Neighborhood Measures

`n1`(X, y)	Calculates the Fraction of borderline points (N1) metric.
`n2`(X, y)	Calculates the Ratio of intra/extra class NN distance (N2) metric.
`n3`(X, y)	Calculates the Error rate of NN classifier (N3) metric.
`n4`(X, y)	Calculates the Nonlinearity of NN classifier (N4) metric.
`t1`(X, y)	Calculates the Fraction of hyperspheres covering data (T1) metric.
`lsc`(X, y)	Calculates the Local set average cardinality (LSC) metric.

problexity.classification.lsc(X, y)

Calculates the Local set average cardinality (LSC) metric.

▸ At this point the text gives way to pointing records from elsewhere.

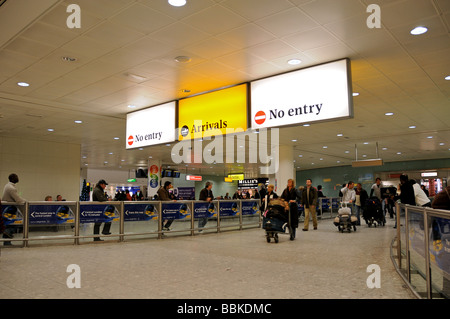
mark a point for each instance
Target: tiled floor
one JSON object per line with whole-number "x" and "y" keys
{"x": 229, "y": 265}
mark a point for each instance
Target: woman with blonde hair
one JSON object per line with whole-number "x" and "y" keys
{"x": 290, "y": 195}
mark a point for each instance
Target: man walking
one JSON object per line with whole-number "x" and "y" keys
{"x": 309, "y": 202}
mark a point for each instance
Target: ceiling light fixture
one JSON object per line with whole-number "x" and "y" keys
{"x": 183, "y": 59}
{"x": 177, "y": 3}
{"x": 294, "y": 61}
{"x": 68, "y": 59}
{"x": 419, "y": 30}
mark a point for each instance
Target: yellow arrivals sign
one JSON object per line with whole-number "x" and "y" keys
{"x": 216, "y": 113}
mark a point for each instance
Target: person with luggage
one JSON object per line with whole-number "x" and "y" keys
{"x": 10, "y": 194}
{"x": 290, "y": 196}
{"x": 98, "y": 195}
{"x": 206, "y": 195}
{"x": 360, "y": 200}
{"x": 309, "y": 202}
{"x": 270, "y": 194}
{"x": 163, "y": 195}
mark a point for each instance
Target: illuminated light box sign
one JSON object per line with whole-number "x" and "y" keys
{"x": 215, "y": 113}
{"x": 194, "y": 178}
{"x": 308, "y": 95}
{"x": 152, "y": 126}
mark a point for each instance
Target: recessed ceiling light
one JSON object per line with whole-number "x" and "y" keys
{"x": 294, "y": 61}
{"x": 177, "y": 3}
{"x": 68, "y": 59}
{"x": 183, "y": 59}
{"x": 419, "y": 30}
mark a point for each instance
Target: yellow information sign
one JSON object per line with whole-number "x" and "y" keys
{"x": 215, "y": 113}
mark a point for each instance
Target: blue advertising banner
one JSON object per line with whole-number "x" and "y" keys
{"x": 174, "y": 210}
{"x": 50, "y": 215}
{"x": 12, "y": 215}
{"x": 250, "y": 208}
{"x": 205, "y": 210}
{"x": 185, "y": 193}
{"x": 229, "y": 208}
{"x": 140, "y": 212}
{"x": 96, "y": 213}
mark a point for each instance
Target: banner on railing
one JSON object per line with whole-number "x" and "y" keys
{"x": 249, "y": 208}
{"x": 51, "y": 215}
{"x": 174, "y": 210}
{"x": 140, "y": 212}
{"x": 96, "y": 213}
{"x": 205, "y": 209}
{"x": 12, "y": 215}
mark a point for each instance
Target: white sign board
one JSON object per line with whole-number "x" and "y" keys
{"x": 152, "y": 126}
{"x": 308, "y": 95}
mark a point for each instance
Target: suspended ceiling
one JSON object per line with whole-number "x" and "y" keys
{"x": 125, "y": 55}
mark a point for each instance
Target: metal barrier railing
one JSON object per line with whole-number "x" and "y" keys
{"x": 423, "y": 250}
{"x": 35, "y": 220}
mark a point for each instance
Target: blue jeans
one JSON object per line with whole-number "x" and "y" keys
{"x": 358, "y": 212}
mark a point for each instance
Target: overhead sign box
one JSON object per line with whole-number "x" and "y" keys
{"x": 193, "y": 178}
{"x": 215, "y": 113}
{"x": 308, "y": 95}
{"x": 152, "y": 126}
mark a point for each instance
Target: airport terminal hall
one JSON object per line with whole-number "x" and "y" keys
{"x": 224, "y": 157}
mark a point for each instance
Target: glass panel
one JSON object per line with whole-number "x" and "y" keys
{"x": 51, "y": 222}
{"x": 439, "y": 246}
{"x": 141, "y": 218}
{"x": 417, "y": 251}
{"x": 99, "y": 218}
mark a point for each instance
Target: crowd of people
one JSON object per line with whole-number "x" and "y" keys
{"x": 408, "y": 192}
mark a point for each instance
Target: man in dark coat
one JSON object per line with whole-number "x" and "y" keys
{"x": 98, "y": 195}
{"x": 290, "y": 195}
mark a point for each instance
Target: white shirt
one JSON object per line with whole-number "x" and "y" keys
{"x": 10, "y": 194}
{"x": 421, "y": 197}
{"x": 348, "y": 194}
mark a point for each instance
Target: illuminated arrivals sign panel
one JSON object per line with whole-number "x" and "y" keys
{"x": 308, "y": 95}
{"x": 151, "y": 126}
{"x": 215, "y": 113}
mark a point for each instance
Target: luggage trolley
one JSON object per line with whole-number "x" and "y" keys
{"x": 275, "y": 220}
{"x": 345, "y": 220}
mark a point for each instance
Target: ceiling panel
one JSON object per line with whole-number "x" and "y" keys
{"x": 125, "y": 55}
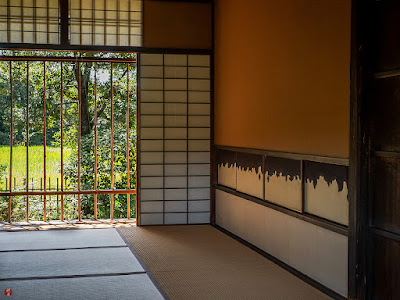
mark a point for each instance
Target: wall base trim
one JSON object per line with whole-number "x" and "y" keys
{"x": 283, "y": 265}
{"x": 338, "y": 228}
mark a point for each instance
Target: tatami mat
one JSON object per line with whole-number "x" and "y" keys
{"x": 68, "y": 262}
{"x": 130, "y": 287}
{"x": 59, "y": 239}
{"x": 200, "y": 262}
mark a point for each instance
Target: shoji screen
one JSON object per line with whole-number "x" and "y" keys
{"x": 29, "y": 21}
{"x": 175, "y": 139}
{"x": 106, "y": 22}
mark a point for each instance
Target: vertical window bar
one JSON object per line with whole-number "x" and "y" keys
{"x": 63, "y": 11}
{"x": 48, "y": 22}
{"x": 27, "y": 139}
{"x": 22, "y": 21}
{"x": 34, "y": 21}
{"x": 163, "y": 138}
{"x": 93, "y": 18}
{"x": 129, "y": 22}
{"x": 128, "y": 181}
{"x": 11, "y": 140}
{"x": 105, "y": 26}
{"x": 44, "y": 140}
{"x": 187, "y": 139}
{"x": 80, "y": 23}
{"x": 302, "y": 182}
{"x": 8, "y": 21}
{"x": 95, "y": 140}
{"x": 79, "y": 140}
{"x": 118, "y": 22}
{"x": 112, "y": 143}
{"x": 62, "y": 140}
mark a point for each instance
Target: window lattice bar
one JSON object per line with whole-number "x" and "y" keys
{"x": 29, "y": 21}
{"x": 106, "y": 22}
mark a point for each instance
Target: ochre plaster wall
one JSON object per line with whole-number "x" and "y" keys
{"x": 282, "y": 75}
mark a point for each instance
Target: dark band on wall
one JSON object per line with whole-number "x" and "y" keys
{"x": 247, "y": 161}
{"x": 313, "y": 171}
{"x": 289, "y": 168}
{"x": 226, "y": 158}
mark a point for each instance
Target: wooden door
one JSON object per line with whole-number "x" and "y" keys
{"x": 383, "y": 123}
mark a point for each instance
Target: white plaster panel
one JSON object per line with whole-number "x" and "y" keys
{"x": 281, "y": 190}
{"x": 229, "y": 212}
{"x": 315, "y": 251}
{"x": 250, "y": 181}
{"x": 227, "y": 175}
{"x": 178, "y": 218}
{"x": 175, "y": 206}
{"x": 254, "y": 224}
{"x": 327, "y": 201}
{"x": 199, "y": 218}
{"x": 151, "y": 219}
{"x": 331, "y": 260}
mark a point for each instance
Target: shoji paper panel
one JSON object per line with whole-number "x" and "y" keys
{"x": 29, "y": 21}
{"x": 106, "y": 22}
{"x": 175, "y": 138}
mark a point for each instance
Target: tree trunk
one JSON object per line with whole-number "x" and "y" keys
{"x": 86, "y": 124}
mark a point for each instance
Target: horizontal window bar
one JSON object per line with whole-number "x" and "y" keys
{"x": 51, "y": 193}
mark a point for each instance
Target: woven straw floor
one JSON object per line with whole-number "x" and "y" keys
{"x": 200, "y": 262}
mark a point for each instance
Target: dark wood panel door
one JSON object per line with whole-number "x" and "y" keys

The measure is dependent on the distances between instances and the distances to the instances’ nearest enemies – the nearest sample of the opposite class. The number of cases that lie closer to the sample than its closest enemy is taken into account during calculation.

\[LSC=1-\frac{1}{n_2}\sum^{n}_{i=1} |LS(x_i)|\]

Parameters:

X (array-like, shape (n_samples, n_features)) – Dataset
y (array-like, shape (n_samples)) – Labels of binary classification task ([0,1])

Return type:

float

Returns:

LSC score

problexity.classification.n1(X, y)

Calculates the Fraction of borderline points (N1) metric.

The Minimum Spanning Three is generated over input instances. The measure is computed by calculating the number of edges in the MST between instances of different classes over a total number of samples.

\[N1=\frac{1}{n} \sum^{n}_{i=1}I((x_i, x_j) \in MST \wedge y_i \neq y_j)\]

Parameters:

X (array-like, shape (n_samples, n_features)) – Dataset
y (array-like, shape (n_samples)) – Labels of binary classification task ([0,1])

Return type:

float

Returns:

N1 score

problexity.classification.n2(X, y)

Calculates the Ratio of intra/extra class NN distance (N2) metric.

The measure depends on the distances of each problem instance to its nearest neighbor of the same class and the distance to the nearest neighbor of a different class. According to the proportions of those values, the final measure is calculated.

\[N2=\frac{intra\_extra}{1+intra\_extra}\]

Parameters:

X (array-like, shape (n_samples, n_features)) – Dataset
y (array-like, shape (n_samples)) – Labels of binary classification task ([0,1])

Return type:

float

Returns:

N2 score

problexity.classification.n3(X, y)

Calculates the Error rate of NN classifier (N3) metric.

Measure is determined by the error rate of the One Nearest Neighbor Classifier in the Leave One Out evaluation protocol.

\[N3=\frac{\sum^{n}_{i=1}I(NN(x_i) \neq y_i)}{n}\]

Parameters:

X (array-like, shape (n_samples, n_features)) – Dataset
y (array-like, shape (n_samples)) – Labels of binary classification task ([0,1])

Return type:

float

Returns:

N3 score

problexity.classification.n4(X, y)

Calculates the Nonlinearity of NN classifier (N4) metric.

The measure is determined by the error rate of k - Nearest Neighbor Classifier on synthetic points, generated by linearly interpolating original instances. The Classifier is fitted on original points and evaluated on synthetic instances.

\[N4=\frac{1}{l}\sum^{l}_{i=1}I(NN_T(x'_i) \neq y'_i)\]

Parameters:

X (array-like, shape (n_samples, n_features)) – Dataset
y (array-like, shape (n_samples)) – Labels of binary classification task ([0,1])

Return type:

float

Returns:

N4 score

problexity.classification.t1(X, y)

Calculates the Fraction of hyperspheres covering data (T1) metric.

The measure is described by the number of hyperspheres needed to cover the data divided by a number of instances. First, a hypersphere is generated for each problem sample. A sample lies in the center of the hypersphere. Its radius is dependent on the distance to the instance of another class. The hyperspheres are eliminated if a different hypersphere already covers the center instance. The elimination starts from the hyperspheres with the largest radiuses and continues to the ones with smaller radiuses. The hyperspheres that were not eliminated are taken into account during the calculation of complexity.

\[T1=\frac{\#Hyperspheres(T)}{n}\]

Parameters:

X (array-like, shape (n_samples, n_features)) – Dataset
y (array-like, shape (n_samples)) – Labels of binary classification task ([0,1])

Return type:

float

Returns:

T1 score